7 Web Scraping in R

After working through Tutorial 7, you’ll…

know how to scrape the content of websites in R

To do so, remember the steps of scraping you learned about in the last tutorial:

Identify the URL of the website you want to scrape
Download its content
From downloaded data, separate „junk“ from relevant data

7.1 Identify URL of website

Let’s again take the Wikipedia page on “Communication studies” as an example: https://en.wikipedia.org/wiki/Communication_studies

This is how the website looks like in my browser:

Image: Wikipedia page

Now, look at the underlying code (click on the right, then choose “View Page Source” or “View Source” depending on your computer/browser).

Image: Wikipedia page Source Code

To be sure that we can scrape the website, take a look at Wikipedia’s “robots.txt” file here.

7.2 Download website content

To download the source code, we download and activate two packages:

r package polite (for more info, see here)
r package rvest (for more info, see here)

While rvest allows us to scrape and parse content, polite assures that we adhere to “good behavior” while doing so. With polite, we can…

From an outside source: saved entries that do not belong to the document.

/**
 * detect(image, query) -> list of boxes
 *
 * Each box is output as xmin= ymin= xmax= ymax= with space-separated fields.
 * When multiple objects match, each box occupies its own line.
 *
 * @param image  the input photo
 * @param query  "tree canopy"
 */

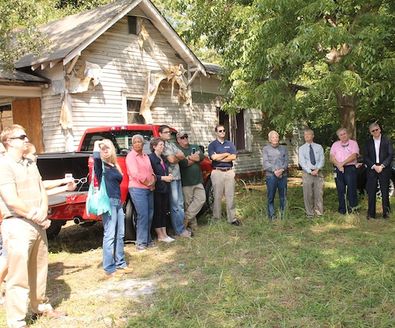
xmin=178 ymin=0 xmax=395 ymax=139
xmin=1 ymin=0 xmax=394 ymax=140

tell website owners who we are
respect which website content we are (not) allowed to scrape
time our scraper so that we do not constantly hit websites with our scraping requests

install.packages("rvest")
install.packages("polite")
library("rvest")
library("polite")

Next, we use the bow() command polite to “introduce” us to the website and see whether we can scrape it:

session <- bow(url = "https://en.wikipedia.org/wiki/Communication_studies",
               user_agent = "Teaching project, 
               Valerie Hase, 
               Department of Media and Communication,
               LMU Munich")
#Result
session

## <polite session> https://en.wikipedia.org/wiki/Communication_studies
##     User-agent: Teaching project, 
##                Valerie Hase, 
##                Department of Media and Communication,
##                LMU Munich
##     robots.txt: 456 rules are defined for 33 bots
##    Crawl delay: 5 sec
##   The path is scrapable for this user-agent

When inspecting the result, we can see that we are allowed to scrape this website. However, we should wait for 5 seconds in-between scraping requests.

We now use the scrape() command to implement these rules while scraping the website:

url <- scrape(session)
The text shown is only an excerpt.